Duo, We Need to Talk: How Duolingo Went From Fun to Frustrating (and Why ADHD Brains Take It Personally)
- Jane Dillinger
- Aug 1, 2025
- 3 min read
After seven years, I decided to give Duolingo another try. Just downloaded the app again. Maybe I’d brush up on my Japanese, maybe even build a new routine.
First thing I noticed? Ads. Everywhere.
After every lesson, there’s a popup — “Go Premium!” “Unlock Super Duolingo!” — or, worse, a full-on mobile-game-style ad when you need more hearts or tries.
Then I realized some types of lessons are locked behind a paywall. Not just a premium membership — the highest tier.
And just when I thought I’d adjusted, Duolingo changed its heart system to a battery system. Now every answer (even correct ones) drains your energy. Sure, streaks of right answers give you some energy back, but never enough to keep going. Translation: you can do maybe two or three lessons before the battery runs out. Sometimes, you can’t even finish a lesson.
I get it — Duolingo is a business, not a charity. But the way this was implemented felt… well, like a paywall in disguise. After a week and a half, I said goodbye to Duo — probably forever.

Gamification: the good, the bad, and the rage-quit
Duolingo has always used gamification — streaks, leaderboards, experience points — to keep you coming back. When it works, it’s great: those little “ding!” sounds are a dopamine drip, and watching your XP bar climb feels like levelling up a character.
But then comes the dark side:
Streaks turn into an anxiety minefield: miss a day → lose your streak → fall into the all-or-nothing spiral of “Well, guess I’ll uninstall the app and pretend I never tried.”
Leaderboards become shameboards: you’re competing with strangers who somehow have 14,000 XP in one week. Are they even human?
Reminders feel less like encouragement and more like a passive-aggressive roommate: “Hey, you didn’t practice today.” Thanks, Duo. I know.
Instead of making language learning fun, it starts to feel like you’re feeding the app instead of feeding your brain.
ADHD + language learning = a complicated questline
For ADHDers, language learning isn’t just about memorizing words. It’s an emotional boss fight.
Hyperfocus mode: unlocked (temporarily)
When we start, we’re unstoppable — hours of vocab drilling, binging Japanese dramas “for study purposes,” maybe even buying a fancy notebook for all those grammar notes. Then… the dopamine fades. Suddenly, opening the app feels like opening an old save file you don’t want to deal with.
The all-or-nothing trap
ADHD motivation loves extremes: either we’re fluent tomorrow or we’re giving up forever. Streaks and competitive systems feed that black-and-white thinking — miss one day, and it feels like you’ve failed the entire quest.
The boredom debuff
Grammar drills? Flashcard repetition? Listening to the same basic dialogue on loop? Our brains revolt. We crave novelty and story — which makes the “repeat after me: this is a pen” phase painful.
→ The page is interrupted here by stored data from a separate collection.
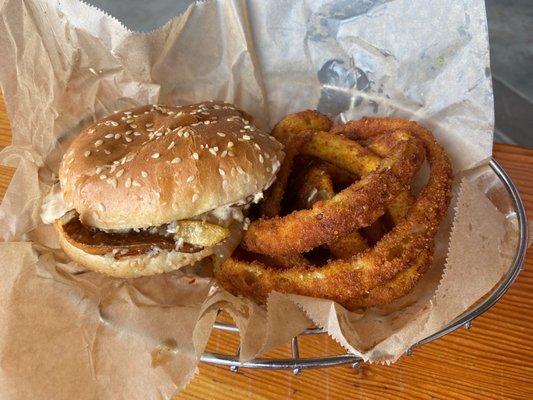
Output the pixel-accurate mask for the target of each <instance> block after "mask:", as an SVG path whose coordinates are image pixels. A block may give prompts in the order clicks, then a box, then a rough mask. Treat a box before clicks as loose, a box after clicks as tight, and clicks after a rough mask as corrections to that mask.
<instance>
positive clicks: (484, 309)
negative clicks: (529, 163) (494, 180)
mask: <svg viewBox="0 0 533 400" xmlns="http://www.w3.org/2000/svg"><path fill="white" fill-rule="evenodd" d="M489 166H490V168H491V169H492V170H493V171H494V173H495V174H496V176H497V177H498V178H499V179H500V181H502V183H503V184H504V186H505V187H506V189H507V192H508V193H509V195H510V196H511V198H512V200H513V203H514V208H515V211H516V214H517V220H518V246H517V250H516V254H515V257H514V259H513V262H512V264H511V267H510V268H509V270H508V271H507V273H506V274H505V276H504V277H503V279H502V280H501V282H500V283H499V285H498V286H497V287H495V288H493V290H492V293H491V294H490V295H489V296H487V298H486V299H485V300H484V301H483V302H482V303H480V304H478V305H477V306H475V307H474V308H473V309H472V310H468V311H466V312H465V313H463V314H461V315H460V316H458V317H457V318H455V319H454V320H453V321H452V322H450V324H448V325H447V326H445V327H444V328H442V329H441V330H439V331H438V332H435V333H434V334H432V335H430V336H428V337H427V338H425V339H422V340H420V341H419V342H417V343H416V344H414V345H413V346H412V347H411V349H412V348H415V347H418V346H421V345H423V344H427V343H429V342H432V341H433V340H435V339H438V338H441V337H442V336H445V335H447V334H449V333H451V332H453V331H455V330H456V329H457V328H459V327H461V326H465V327H469V326H470V324H471V322H472V320H474V319H475V318H477V317H479V316H480V315H481V314H483V313H484V312H486V311H487V310H488V309H490V308H491V307H492V306H493V305H494V304H495V303H496V302H497V301H498V300H499V299H500V298H501V297H502V296H503V295H504V294H505V292H506V291H507V290H508V289H509V287H510V286H511V285H512V284H513V282H514V281H515V280H516V278H517V277H518V274H519V273H520V271H521V269H522V265H523V263H524V260H525V255H526V250H527V243H528V226H527V215H526V211H525V207H524V203H523V202H522V198H521V197H520V194H519V193H518V189H517V188H516V186H515V185H514V183H513V181H512V180H511V178H510V177H509V175H508V174H507V172H505V170H504V169H503V167H502V166H501V165H500V164H499V163H498V162H497V161H496V160H495V159H494V158H491V160H490V161H489ZM213 327H214V328H215V329H219V330H223V331H228V332H235V333H238V332H239V329H238V328H237V327H236V326H235V325H233V324H225V323H221V322H215V324H214V326H213ZM322 333H325V330H324V329H322V328H311V329H306V330H305V331H304V332H302V333H301V334H300V335H315V334H322ZM292 349H293V358H285V359H274V358H256V359H254V360H250V361H246V362H240V361H239V354H238V353H237V354H236V355H234V356H232V355H227V354H219V353H210V352H205V353H204V354H203V355H202V356H201V358H200V361H202V362H204V363H208V364H216V365H221V366H228V367H230V369H232V370H234V371H235V370H237V369H238V368H252V369H292V370H293V371H294V372H295V373H296V372H299V371H300V370H301V369H303V368H326V367H332V366H337V365H343V364H352V365H354V366H358V365H359V363H360V362H361V361H362V360H361V358H359V357H358V356H355V355H353V354H350V353H345V354H339V355H333V356H323V357H309V358H300V357H299V356H298V342H297V338H296V337H295V338H293V339H292ZM411 349H410V350H409V352H410V351H411ZM295 353H296V354H295Z"/></svg>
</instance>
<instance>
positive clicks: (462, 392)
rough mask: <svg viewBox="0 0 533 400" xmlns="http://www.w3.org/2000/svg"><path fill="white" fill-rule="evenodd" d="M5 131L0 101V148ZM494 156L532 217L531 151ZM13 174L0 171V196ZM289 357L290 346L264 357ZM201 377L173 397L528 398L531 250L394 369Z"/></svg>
mask: <svg viewBox="0 0 533 400" xmlns="http://www.w3.org/2000/svg"><path fill="white" fill-rule="evenodd" d="M10 138H11V132H10V129H9V123H8V118H7V115H6V112H5V108H4V105H3V103H2V101H1V99H0V147H2V146H5V145H7V144H8V143H10V140H11V139H10ZM494 156H495V158H496V159H497V160H498V161H500V162H501V164H502V165H503V167H504V168H505V169H506V170H507V172H508V173H509V174H510V176H511V177H512V179H513V181H514V182H515V184H516V185H517V186H518V188H519V190H520V193H521V195H522V198H523V200H524V202H525V204H526V209H527V210H528V216H529V218H530V219H533V213H532V211H533V172H532V171H533V149H524V148H519V147H514V146H508V145H499V144H496V145H495V146H494ZM12 172H13V171H12V170H11V169H10V168H6V167H0V196H1V195H3V193H4V192H5V190H6V188H7V185H8V183H9V179H10V178H11V175H12ZM237 344H238V336H237V335H233V334H227V333H217V332H214V333H213V335H212V337H211V339H210V341H209V345H208V350H210V351H216V352H222V353H228V354H233V353H234V352H235V350H236V348H237ZM300 348H301V349H300V354H301V356H303V357H306V356H307V357H310V356H316V355H325V354H340V353H342V352H343V351H342V349H341V348H340V347H339V346H338V345H337V344H336V343H335V342H334V341H333V340H331V339H329V338H328V337H327V336H325V335H320V336H314V337H305V338H303V339H302V340H301V341H300ZM267 356H269V357H289V356H290V347H289V345H287V346H282V347H281V348H279V349H276V350H275V351H272V352H271V353H269V354H267ZM199 370H200V374H199V375H198V376H197V377H196V378H195V379H193V381H192V382H191V383H190V384H189V386H188V387H187V388H186V389H185V390H184V391H182V392H181V393H180V394H179V395H178V396H177V397H176V398H178V399H239V400H240V399H415V398H420V399H533V252H532V251H531V249H530V250H529V252H528V256H527V259H526V263H525V268H524V270H523V272H522V273H521V274H520V276H519V278H518V280H517V281H516V283H515V284H514V285H513V286H512V287H511V289H510V290H509V291H508V293H507V294H506V295H505V296H504V297H503V298H502V299H501V300H500V301H499V302H498V303H497V304H496V305H495V306H494V307H493V308H491V309H490V310H489V311H487V312H486V313H485V314H483V315H482V316H480V317H479V318H477V319H476V320H475V321H474V323H473V328H472V329H471V330H465V329H459V330H458V331H456V332H454V333H452V334H450V335H447V336H446V337H444V338H442V339H439V340H437V341H435V342H433V343H430V344H428V345H425V346H423V347H420V348H417V349H415V350H414V352H413V355H412V356H405V357H403V358H401V359H400V360H399V361H398V362H397V363H396V364H394V365H392V366H383V365H366V364H364V365H362V366H361V367H360V368H357V369H354V368H351V367H349V366H343V367H336V368H329V369H321V370H305V371H303V372H302V373H301V374H300V375H298V376H295V375H293V374H292V373H291V372H290V371H253V370H240V371H239V372H237V373H233V372H230V371H229V370H228V369H226V368H222V367H216V366H210V365H200V367H199Z"/></svg>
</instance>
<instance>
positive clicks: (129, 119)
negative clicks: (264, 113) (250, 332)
mask: <svg viewBox="0 0 533 400" xmlns="http://www.w3.org/2000/svg"><path fill="white" fill-rule="evenodd" d="M246 117H247V116H246V114H245V113H243V112H242V111H240V110H238V109H237V108H235V107H234V106H233V105H231V104H226V103H221V102H206V103H202V104H193V105H189V106H183V107H171V106H158V105H154V106H151V105H148V106H143V107H138V108H135V109H131V110H126V111H123V112H120V113H117V114H114V115H111V116H109V117H107V118H104V119H103V120H101V121H98V122H96V123H94V124H92V125H90V126H88V127H87V128H85V129H84V130H83V131H82V132H81V133H80V135H79V136H78V137H77V138H76V139H75V140H74V142H73V143H72V144H71V146H70V148H69V150H68V151H67V152H66V154H65V156H64V158H63V162H62V164H61V167H60V170H59V177H60V182H61V186H62V190H63V195H64V198H65V201H66V202H67V204H69V205H70V206H71V207H72V208H74V209H76V210H77V211H78V212H79V214H80V216H81V219H82V221H83V222H84V223H86V224H87V225H90V226H93V227H98V228H101V229H126V228H146V227H149V226H157V225H161V224H163V223H166V222H169V221H172V220H180V219H184V218H188V217H191V216H194V215H198V214H201V213H204V212H207V211H210V210H212V209H214V208H216V207H219V206H222V205H225V204H230V203H234V202H236V201H239V200H242V199H244V198H246V196H249V195H253V194H255V193H257V192H260V191H262V190H263V189H265V187H266V186H268V185H269V184H270V183H271V182H272V180H273V178H274V175H275V173H276V171H277V169H278V168H279V164H280V161H281V159H282V157H283V153H282V151H281V145H280V144H279V143H278V142H277V141H276V140H275V139H274V138H273V137H271V136H270V135H268V134H266V133H265V132H263V131H261V130H259V129H257V128H256V127H255V126H253V125H252V123H251V122H250V121H248V120H247V119H246ZM125 201H127V206H125Z"/></svg>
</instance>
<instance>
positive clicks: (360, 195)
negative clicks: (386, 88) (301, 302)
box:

The RSD + conversation anxiety combo
And then there’s speaking. Oh boy. The idea of talking to a native speaker (even on apps like HelloTalk) can feel like walking into a PvP zone naked. For ADHDers with rejection-sensitive dysphoria, the fear of making mistakes or sounding “stupid” can be paralyzing. So we… avoid it. Which kind of defeats the point.

So what now?
Does this mean we give up on language learning entirely? Nope. It just means finding tools that work with our brains, not against them.
Turn Duolingo into a warm-up, not the main questline. Two quick lessons, then switch to something you actually enjoy — like watching anime with subtitles, or reading a manga.
Reward yourself for progress that matters to you, not what the leaderboard says. Celebrate the fact you can order ramen in Japanese, not that you have a 53-day streak.
Practice talking in safe spaces. Language exchange apps are good, but even just talking to yourself out loud or voice-noting a patient friend helps lower the “PvP anxiety.”
Mix learning with your interests. Like games? Play in Japanese. Like music? Translate lyrics. Turn studying into exploration.
Mission debriefing
Duolingo was fun when it felt like a game. But when the game mechanics start to feel like a cash grab wrapped in guilt, it’s okay to uninstall. Your language journey doesn’t have to be a leaderboard race or a streak to maintain — it can be a slow-burn side quest, with plenty of respawns, detours, and side missions along the way.